Wednesday, February 3, 2010

Sekelumit yang Aku Tahu Tentang Ibu

Tentu saja aku belum mengenalnya sebaik anak-anak dewasa yang dia besarkan sejak dalam rahimnya. Bila memang harus menyebutkan kurun waktu pertemuan, maka akan terasa belum terlalu istimewa, hanya dalam hitungan hari, bulan dan sedikit tahun.

Boleh dibilang, ini hanya sekelumit cerita dari semangat seorang wanita yang selalu kulihat di pancaran matanya. Tentang ketulusan mencurahkan perhatian untuk pekerjaan rumahnya yang nyaris tanpa cela dan keluhan. Tentang kekuatan hatinya yang dapat diandalkan saat mengarungi kehidupan, bahkan ketika terlanjur bergulir tanpa kuasa dan tak ada sedikitpun prediksi dalam genggaman. Dan tentu saja, tentang kecintaan luar biasa yang selalu memenuhi seisi ruangan saat ia bercerita tentang lelaki yang setia dia dampingi. Hingga akhirnya Tuhan meminta kekasihnya kembali dan harus melanjutkan perjalanan sendiri.

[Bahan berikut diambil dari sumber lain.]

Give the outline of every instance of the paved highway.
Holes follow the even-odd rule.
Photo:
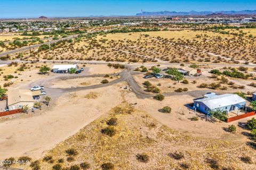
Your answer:
[[[52,41],[50,41],[50,44],[53,44],[53,43],[57,42],[59,41],[65,40],[69,39],[71,39],[71,38],[76,38],[76,37],[77,37],[77,36],[78,36],[77,35],[74,35],[74,36],[67,37],[65,37],[65,38],[62,38],[58,39],[58,40],[52,40]],[[30,46],[30,48],[31,49],[32,48],[38,48],[38,47],[40,47],[43,44],[48,44],[49,43],[49,42],[45,42],[42,43],[42,44],[33,45]],[[26,47],[21,47],[21,48],[18,48],[18,49],[10,50],[10,51],[8,51],[8,52],[4,52],[4,53],[0,53],[0,57],[6,55],[7,54],[13,54],[13,53],[19,53],[19,52],[21,52],[22,51],[28,50],[28,49],[29,49],[29,46],[26,46]]]

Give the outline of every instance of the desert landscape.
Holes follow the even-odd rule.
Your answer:
[[[256,169],[255,17],[147,13],[0,19],[0,169]]]

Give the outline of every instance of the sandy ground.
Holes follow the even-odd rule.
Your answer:
[[[90,74],[113,74],[122,71],[121,69],[109,67],[107,64],[86,64],[86,67],[90,68],[89,73]]]
[[[76,133],[80,129],[122,101],[121,84],[94,90],[97,99],[84,96],[90,90],[62,96],[54,108],[38,116],[0,123],[1,158],[21,155],[39,157],[44,151]]]
[[[83,78],[67,80],[58,80],[52,82],[51,88],[69,88],[72,87],[80,87],[99,84],[103,80],[107,80],[109,82],[113,81],[118,76],[114,76],[113,79],[104,77]]]
[[[152,98],[138,99],[133,93],[130,93],[125,96],[125,98],[129,103],[137,103],[136,108],[145,111],[172,129],[205,138],[234,141],[242,141],[247,139],[244,135],[239,134],[239,132],[234,135],[225,132],[222,129],[222,128],[228,127],[228,125],[231,124],[237,125],[238,122],[233,122],[227,124],[225,122],[219,123],[218,121],[211,123],[205,121],[204,118],[199,118],[198,121],[191,121],[190,118],[193,116],[198,115],[204,117],[204,115],[195,113],[184,105],[193,102],[194,98],[189,95],[165,97],[164,100],[159,101]],[[163,113],[158,111],[158,109],[166,106],[171,107],[171,113]],[[243,119],[239,122],[246,122],[247,120],[252,118],[252,117],[250,117]]]
[[[142,89],[146,89],[142,83],[146,81],[148,81],[153,85],[159,88],[161,90],[161,93],[172,92],[178,88],[183,89],[187,88],[188,91],[198,90],[199,89],[197,87],[201,83],[205,83],[206,82],[207,82],[207,83],[211,83],[215,82],[214,80],[205,76],[186,76],[185,78],[189,81],[189,83],[184,84],[180,81],[179,83],[178,83],[177,81],[173,81],[170,79],[156,79],[155,78],[152,78],[145,79],[143,78],[143,75],[133,75],[133,78]],[[196,83],[192,83],[194,80],[196,81]]]

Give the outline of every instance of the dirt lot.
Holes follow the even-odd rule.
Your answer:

Tak banyak yang aku tahu, namun rasaku tak mungkin salah menilai ibu. Perempuan yang masih terlihat cantik meski wajahnya mulai berhiaskan kerutan, yang selalu berbagi perhatian dan kebaikan. Bagiku, tak ada yang salah padanya, tak pula ada yang keliru untuk niat baiknya. Namun bila masih harus ibu mengurut dada saat perih seolah tersayat sembilu, aku mohonkan agar malaikat menjaga tidurnya dan menyeka air matanya.

Ketika kadang terdengar di telinga, bahwa pola pikir perempuan yang sebagian besar rambutnya mulai berganti warna itu terlalu rumit dan mempersulit, sesungguhnya aku mengagumi ketelitian dan kepeduliannya pada hal-hal remeh dan sering terkecilkan. Ketika dia hanya tertawa saat bungsu kesayangannya berseloroh dengan tajam kata-kata, aku terkesiap dengan pemahamannya atas isi hati putranya. Dia tetap dapat mengartikan dengan benar kasih sayang yang diselipkan untuknya, sekalipun tergubah dalam bentuk sikap diam, dingin dan terkadang seolah tak peduli. Nanti, bila memang diizinkan, perkenan aku mewakili lidahnya yang selalu kesemutan bila harus mengucapkan sayang saat berhadapan. Perlahan akan didengar penggalan kalimat yang nyaris tak berani dia rindukan, betapa kami sangat menyayanginya :)

Untuk keikhlasannya menyiapkan masakan lezat setiap hari, untuk rasa kantuk yang selalu diusirnya bahkan ketika masih pukul empat pagi. Untuk kasih sayang yang tak putus-putus di setiap suapan untuk para cucu, sang buah hati. Untuk kesedihan yang harus disembunyikan saat niat baiknya lagi-lagi gagal dimengerti. Dan untuk keceriaan yang selalu dia tawarkan saat bercerita tentang koleksi batiknya sore tadi, semoga Tuhan selalu memuliakannya, dan menepati janji surga untuknya.

Jogjakarta, 2 Februari 2010 *Katanya, surga ada di bawah telapak kakimu. Namun bagiku, surga adalah jelmaan pengabdianmu setiap hari yang menjadi nafas bagi semua sifat baikku.